GAs have also been leveraged to create thermal protective clothing for high-temperature work environments. This is done by first applying partial differential, nonlinear programming, and finite difference methods to create the overall heat transfer model. Following this, a human body burn model is obtained preliminarily and the threshold and weights of the PB neural networks are then optimized by GAs.[8] Such attire can be worn to prevent burns, heat strokes, and other similar hazards in elevated temperature environments in manufacturing settings; GAs can therefore be leveraged to improve workplace safety and reduce the risk of injury.

Boosting Profitability in Finance

GAs offer a wide range of applications in the finance sector, for instance, enabling the development of probabilistic models — which contain data in disorganized patterns — by performing reproduction, cross-over, and mutation operations on randomly generated data. The ability to deal with non-stationary data and not having to assume a specific data distribution are two of the major advantages of GAs. This method has proven to be effective and well-suited to simulating human economic behavior. GAs can also be leveraged to predict the future performance of publicly traded stocks [9] and other investment decisions in the real-estate market[10] and securities trading by optimizing trading rules and creating effective business strategies.

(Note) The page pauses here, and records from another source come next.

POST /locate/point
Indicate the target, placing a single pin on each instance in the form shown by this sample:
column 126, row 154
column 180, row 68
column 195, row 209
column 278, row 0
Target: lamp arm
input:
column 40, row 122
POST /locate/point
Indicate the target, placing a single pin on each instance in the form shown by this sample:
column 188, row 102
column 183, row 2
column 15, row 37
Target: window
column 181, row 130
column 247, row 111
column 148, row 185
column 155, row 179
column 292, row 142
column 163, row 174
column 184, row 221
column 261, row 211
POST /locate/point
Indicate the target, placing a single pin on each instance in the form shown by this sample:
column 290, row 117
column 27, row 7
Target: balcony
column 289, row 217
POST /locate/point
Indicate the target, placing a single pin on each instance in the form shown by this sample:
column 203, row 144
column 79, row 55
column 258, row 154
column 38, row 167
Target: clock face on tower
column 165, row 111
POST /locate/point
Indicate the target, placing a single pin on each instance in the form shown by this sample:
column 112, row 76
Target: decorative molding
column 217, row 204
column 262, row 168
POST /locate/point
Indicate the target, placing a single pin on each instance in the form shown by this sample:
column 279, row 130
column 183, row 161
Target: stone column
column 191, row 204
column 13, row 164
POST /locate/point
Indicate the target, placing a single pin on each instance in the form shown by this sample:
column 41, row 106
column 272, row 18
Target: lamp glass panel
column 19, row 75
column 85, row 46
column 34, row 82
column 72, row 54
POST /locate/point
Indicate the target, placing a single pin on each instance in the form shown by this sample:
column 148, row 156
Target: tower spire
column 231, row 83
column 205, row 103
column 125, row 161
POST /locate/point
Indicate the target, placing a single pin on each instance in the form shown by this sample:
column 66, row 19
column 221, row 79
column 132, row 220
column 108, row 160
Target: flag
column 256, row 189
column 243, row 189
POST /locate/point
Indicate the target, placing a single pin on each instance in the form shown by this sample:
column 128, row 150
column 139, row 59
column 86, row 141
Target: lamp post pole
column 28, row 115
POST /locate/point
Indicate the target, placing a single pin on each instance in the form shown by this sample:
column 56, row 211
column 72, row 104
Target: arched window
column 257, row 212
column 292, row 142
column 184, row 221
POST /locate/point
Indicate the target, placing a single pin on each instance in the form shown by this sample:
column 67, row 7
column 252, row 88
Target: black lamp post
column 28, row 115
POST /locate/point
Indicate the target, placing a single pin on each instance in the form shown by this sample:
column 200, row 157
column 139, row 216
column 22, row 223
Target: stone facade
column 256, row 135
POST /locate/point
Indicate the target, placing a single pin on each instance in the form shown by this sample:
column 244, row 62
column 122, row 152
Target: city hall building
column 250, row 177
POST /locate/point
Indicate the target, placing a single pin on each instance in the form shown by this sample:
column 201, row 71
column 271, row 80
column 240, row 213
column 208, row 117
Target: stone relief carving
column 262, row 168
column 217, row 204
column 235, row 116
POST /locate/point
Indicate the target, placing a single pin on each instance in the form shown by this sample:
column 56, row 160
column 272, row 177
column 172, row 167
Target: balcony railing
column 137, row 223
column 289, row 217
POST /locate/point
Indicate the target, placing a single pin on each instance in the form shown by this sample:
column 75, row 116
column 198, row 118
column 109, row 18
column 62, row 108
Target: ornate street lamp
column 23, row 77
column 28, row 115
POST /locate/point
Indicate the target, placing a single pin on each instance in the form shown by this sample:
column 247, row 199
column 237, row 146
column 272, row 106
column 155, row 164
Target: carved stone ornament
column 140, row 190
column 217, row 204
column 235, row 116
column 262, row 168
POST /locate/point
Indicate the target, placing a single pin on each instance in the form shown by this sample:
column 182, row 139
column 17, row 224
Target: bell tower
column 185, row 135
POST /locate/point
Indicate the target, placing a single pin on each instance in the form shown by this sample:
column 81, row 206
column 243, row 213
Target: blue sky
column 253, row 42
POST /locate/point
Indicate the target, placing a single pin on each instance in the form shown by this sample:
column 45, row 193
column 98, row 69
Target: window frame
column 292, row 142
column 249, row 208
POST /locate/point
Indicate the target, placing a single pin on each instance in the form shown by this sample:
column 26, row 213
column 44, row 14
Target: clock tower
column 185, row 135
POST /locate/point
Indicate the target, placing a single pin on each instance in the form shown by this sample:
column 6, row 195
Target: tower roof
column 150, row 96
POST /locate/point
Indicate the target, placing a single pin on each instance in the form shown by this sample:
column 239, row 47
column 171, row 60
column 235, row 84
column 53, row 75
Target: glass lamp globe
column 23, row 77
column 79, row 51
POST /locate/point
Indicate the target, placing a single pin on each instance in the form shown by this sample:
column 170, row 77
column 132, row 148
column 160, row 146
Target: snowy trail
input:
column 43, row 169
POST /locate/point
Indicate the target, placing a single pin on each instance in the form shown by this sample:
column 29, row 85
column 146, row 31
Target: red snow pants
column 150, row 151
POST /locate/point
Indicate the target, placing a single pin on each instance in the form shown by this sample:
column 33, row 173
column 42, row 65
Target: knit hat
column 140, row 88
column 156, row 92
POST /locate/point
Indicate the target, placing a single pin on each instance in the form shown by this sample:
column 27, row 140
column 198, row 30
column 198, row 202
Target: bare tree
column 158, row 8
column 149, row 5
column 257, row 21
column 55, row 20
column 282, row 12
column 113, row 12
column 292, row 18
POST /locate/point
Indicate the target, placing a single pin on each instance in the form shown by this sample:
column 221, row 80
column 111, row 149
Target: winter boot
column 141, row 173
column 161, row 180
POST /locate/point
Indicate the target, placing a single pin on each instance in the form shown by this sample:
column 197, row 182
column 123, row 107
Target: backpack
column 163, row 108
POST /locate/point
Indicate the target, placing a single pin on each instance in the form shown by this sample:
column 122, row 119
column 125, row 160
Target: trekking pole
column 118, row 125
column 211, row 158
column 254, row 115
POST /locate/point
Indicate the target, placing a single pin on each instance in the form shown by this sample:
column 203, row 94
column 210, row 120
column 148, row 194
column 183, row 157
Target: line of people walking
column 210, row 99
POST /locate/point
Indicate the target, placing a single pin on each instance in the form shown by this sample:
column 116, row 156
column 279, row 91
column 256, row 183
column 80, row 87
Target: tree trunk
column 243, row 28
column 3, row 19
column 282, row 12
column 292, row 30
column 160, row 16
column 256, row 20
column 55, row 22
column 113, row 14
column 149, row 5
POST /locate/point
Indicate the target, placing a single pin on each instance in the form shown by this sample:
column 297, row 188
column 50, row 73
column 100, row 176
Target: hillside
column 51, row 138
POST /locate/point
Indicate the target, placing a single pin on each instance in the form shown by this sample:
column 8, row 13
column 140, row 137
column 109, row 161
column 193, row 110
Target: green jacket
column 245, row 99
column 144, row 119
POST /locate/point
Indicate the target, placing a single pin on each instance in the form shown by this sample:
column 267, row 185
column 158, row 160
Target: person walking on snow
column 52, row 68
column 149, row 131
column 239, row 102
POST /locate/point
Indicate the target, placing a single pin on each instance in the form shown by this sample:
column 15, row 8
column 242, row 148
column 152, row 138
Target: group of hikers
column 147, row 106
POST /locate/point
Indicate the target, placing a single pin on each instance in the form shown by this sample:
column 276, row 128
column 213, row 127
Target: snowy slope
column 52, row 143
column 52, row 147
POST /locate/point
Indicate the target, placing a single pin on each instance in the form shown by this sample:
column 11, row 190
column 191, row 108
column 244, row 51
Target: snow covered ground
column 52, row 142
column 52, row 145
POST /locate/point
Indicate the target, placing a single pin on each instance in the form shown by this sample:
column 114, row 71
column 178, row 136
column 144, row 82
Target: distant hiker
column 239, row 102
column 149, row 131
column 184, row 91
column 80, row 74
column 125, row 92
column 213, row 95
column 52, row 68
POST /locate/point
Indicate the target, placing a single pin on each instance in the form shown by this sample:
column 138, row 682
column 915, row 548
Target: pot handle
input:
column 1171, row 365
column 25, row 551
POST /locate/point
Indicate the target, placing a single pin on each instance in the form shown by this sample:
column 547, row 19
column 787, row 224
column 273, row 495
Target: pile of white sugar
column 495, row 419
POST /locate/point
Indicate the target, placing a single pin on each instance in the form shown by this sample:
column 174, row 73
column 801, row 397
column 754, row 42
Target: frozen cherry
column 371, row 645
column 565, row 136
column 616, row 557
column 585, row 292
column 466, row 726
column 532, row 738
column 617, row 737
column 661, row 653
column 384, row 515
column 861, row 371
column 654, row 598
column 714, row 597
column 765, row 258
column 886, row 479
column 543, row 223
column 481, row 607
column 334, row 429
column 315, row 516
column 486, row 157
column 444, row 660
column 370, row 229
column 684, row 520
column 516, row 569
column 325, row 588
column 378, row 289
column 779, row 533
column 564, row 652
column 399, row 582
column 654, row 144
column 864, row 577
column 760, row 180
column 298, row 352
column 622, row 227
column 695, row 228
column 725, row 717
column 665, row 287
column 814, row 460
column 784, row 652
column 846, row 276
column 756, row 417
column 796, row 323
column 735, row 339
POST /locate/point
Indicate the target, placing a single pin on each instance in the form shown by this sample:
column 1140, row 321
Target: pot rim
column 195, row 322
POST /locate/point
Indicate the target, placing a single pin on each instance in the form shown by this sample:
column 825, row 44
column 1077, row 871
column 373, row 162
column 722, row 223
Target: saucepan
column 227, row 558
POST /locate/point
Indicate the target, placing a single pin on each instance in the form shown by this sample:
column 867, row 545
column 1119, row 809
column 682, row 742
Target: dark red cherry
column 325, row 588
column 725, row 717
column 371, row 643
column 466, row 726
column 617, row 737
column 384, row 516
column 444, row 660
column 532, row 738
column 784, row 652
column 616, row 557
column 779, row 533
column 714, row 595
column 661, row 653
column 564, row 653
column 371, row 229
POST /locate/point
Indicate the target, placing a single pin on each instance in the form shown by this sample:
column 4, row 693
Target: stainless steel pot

Genetic Algorithms: Future-ready Applications for Industries

In the past few years, GAs have been leveraged to solve real-life complex challenges in various fields including economics, engineering, manufacturing, and R&D – identifying and eliminating redundancies, providing rapid solutions, and optimizing resources. The simple programming involved in GAs makes them easy to apply across diverse problems encountered in industries, such as planning optimal traveling routes, optimizing production processes, and predicting market trends, enabling industries to reduce carbon footprints, leverage next-gen autonomous technology, and sustain revenue in the long run.